I struggled with the lymphedema diagnosis and was angry that I had it. I hated wearing the compression camisole and sleeve, even though it was winter so most people didn’t see it. It took me several months to accept that while I didn’t plan on having cancer the rest of my life, I was going to have lymphedema the rest of my life. I felt alone because no one I talked to really knew what it was.
That was when I decided that I could help people by educating them, even if it was just family, friends and co-workers. I could try to make something positive out of this experience and not let lymphedema control my life.
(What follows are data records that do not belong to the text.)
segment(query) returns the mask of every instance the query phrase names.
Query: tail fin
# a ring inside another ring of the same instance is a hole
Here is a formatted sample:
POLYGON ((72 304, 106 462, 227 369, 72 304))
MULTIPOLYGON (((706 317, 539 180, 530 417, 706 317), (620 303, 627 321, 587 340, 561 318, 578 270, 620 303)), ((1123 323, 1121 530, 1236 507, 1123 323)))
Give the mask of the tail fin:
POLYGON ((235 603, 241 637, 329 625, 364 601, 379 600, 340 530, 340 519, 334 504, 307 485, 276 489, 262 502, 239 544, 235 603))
I really like the sleeves from LympheDIVAS, which look like tattoos and tend to draw attention and questions. I am fortunate to be able to purchase these sleeves.
There are limitations with lymphedema, and living with it is trial and error. I’ve been advised to take it slow with things such as lifting weights to gain strength.
I now volunteer with Imerman Angels with the hope that I can help others through their breast cancer and lymphedema journey. I am also involved in some Facebook groups. It helps to see the stories of others and also to give encouragement. I think that is a lot of what helps keep me going and from feeling down. I hope anyone concerned they might have lymphedema talks to their doctor and seeks help before it gets worse.